The detective called a meeting to take a formal statement. On August 8, 1997, Antonyan presented himself in the company of two private attorneys at the offices of the Robbery Homicide Division on the third floor of Parker Center, the LAPD‘s downtown headquarters. Detective Speer agreed to two conditions: that Antonyan would not be charged for his participation in the robbery, and that he would not be charged for filing a false police report. Antonyan then made a detailed statement implicating Darbinyan.
It was a break in an ongoing case: Other detectives at the LAPD had already issued a warrant for Darbinyan’s arrest in connection with several other armed robberies. Speer went back to Kusaba, obtained his identification of Darbinyan as the man whom he‘d seen meeting with Antonyan, and added the Hi-Tech robbery to the charge sheet.
Once the case was filed, Antonyan’s statement to the police became available to Darbinyan and his attorney. And when Darbinyan was released, word of Antonyan‘s betrayal traveled quickly. In fact, according to some of Antonyan’s associates, someone made scores of copies of the taped confession and distributed them throughout the Armenian underground.
Antonyan‘s role in the prosecution of his former accomplice seems the best explanation for his decision to return to Armenia. Certainly, the timing fits. Prosecutors contacted him in March of 1998, as they prepared to file an 11-count indictment charging Darbinyan in three armed robberies. Antonyan, they said, would be called to testify.
Antonyan reacted with “outrage,” according to one of his attorneys, and then dropped from sight.
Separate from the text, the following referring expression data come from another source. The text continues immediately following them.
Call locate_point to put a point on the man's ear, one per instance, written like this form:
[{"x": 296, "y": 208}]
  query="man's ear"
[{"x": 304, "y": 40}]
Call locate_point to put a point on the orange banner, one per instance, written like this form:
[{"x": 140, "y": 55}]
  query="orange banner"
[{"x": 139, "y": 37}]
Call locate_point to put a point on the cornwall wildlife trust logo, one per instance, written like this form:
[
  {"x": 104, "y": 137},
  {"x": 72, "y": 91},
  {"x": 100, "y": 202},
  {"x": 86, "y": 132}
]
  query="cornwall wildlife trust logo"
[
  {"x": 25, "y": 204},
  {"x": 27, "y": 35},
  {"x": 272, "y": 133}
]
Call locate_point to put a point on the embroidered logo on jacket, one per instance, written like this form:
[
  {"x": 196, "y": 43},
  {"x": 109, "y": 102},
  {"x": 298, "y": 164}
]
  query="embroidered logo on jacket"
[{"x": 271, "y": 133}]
His attorneys Daniel Behesnilian and Michael Levin did not return calls from the Weekly for comment, but Behesnilian outlined the events in a 1998 letter to the LAPD. Before Antonyan agreed to sit for a tape-recorded interview, “There had been discussions of witness protection and that Sarkis would be a ’last resort‘ witness who would not be required to testify at the preliminary hearing,” Behesnilian wrote.
When Antonyan learned he would in fact be called to appear, “He felt that Michael Levin did not adequately protect his interests,” Behesnilian wrote. At a meeting on April 2, Antonyan “seemed to acquiesce to appearing,” but when a subpoena for the hearing arrived, he was already out of the country.
In his absence, the district attorney agreed to drop the Hi-Tech Jewelry case, but Darbinyan pleaded guilty to one of the 11 counts alleged against him and received a three-year term in state prison. By the time Antonyan returned to Glendale, around May of 1999, Darbinyan was doing time.
While Antonyan was away, he had let the licenses to his recycling businesses lapse, and he never bothered renewing them. Instead, he filed suit against his former partner Vahe Ibranyan, claiming more than $100,000 for his share of their auto-wrecking business -- a claim Ibranyan said was baseless. “It had nothing to do with him.”
Otherwise, the loudmouthed young hustler with the easy smile laid low -- he bought into Pets R Us and never resumed contact with his friends in the recycling business. But Sarkis couldn’t escape the grumblings in the Armenian underworld over his taped testimony in the jewelry-mart heist.
Detective Miranda of Burbank heard of the damning tape two days after Antonyan was murdered. As he explained in a formal statement attached to a search warrant, Miranda was interviewing one of Antonyan‘s associates when the friend “mentioned that a tape had been made which may have led to the motive for other persons to murder Sarkis.” The source said, “A hundred copies of this tape were made and distributed among the Armenian community.”
Miranda made extensive efforts to get hold of a copy, but none of the tapes turned up. To this day, the detective says the story of its distribution may just be a rumor, but he has no doubt that word of Antonyan’s confession made the rounds of the underworld.
Darbinyan was serving his sentence at the state prison in Chino at the time of Antonyan‘s shooting and thus was never a suspect, but Miranda decided to canvas Darbinyan’s crew of friends. In the course of these interviews, Miranda said, another officer working on the case ran across Vahe Ibranyan, Antonyan‘s estranged partner, a coincidence the detective termed “interesting.”
Miranda obtained a warrant to search Ibranyan’s home, where he found a newspaper report of Antonyan‘s murder, but no copies of the tape and nothing incriminating. Ibranyan later went to the Burbank police station to answer a series of questions, but told the Weekly he was assured then that he was not a suspect.
Ibranyan said his experience with Antonyan drained his assets and ruined his future prospects. He filed for bankruptcy in February of 2000, retaining his $270,000 home and discharging $65,000 in credit-card debt. He now claims income of $920 a month and works as a limo driver. Asked his thoughts on Antonyan, Ibranyan said, “I had a big problem with him, and I don’t want to even remember his name.”
Antonyan‘s memory also evokes bitterness among his former associates in the recycling industry. The scams that he pioneered have become commonplace, they say, as has the Armenian presence in the Southern California market. At the time Antonyan left the industry, Armenians controlled about 50 recycling centers; now it’s more than 200. “It‘s worse than ever.”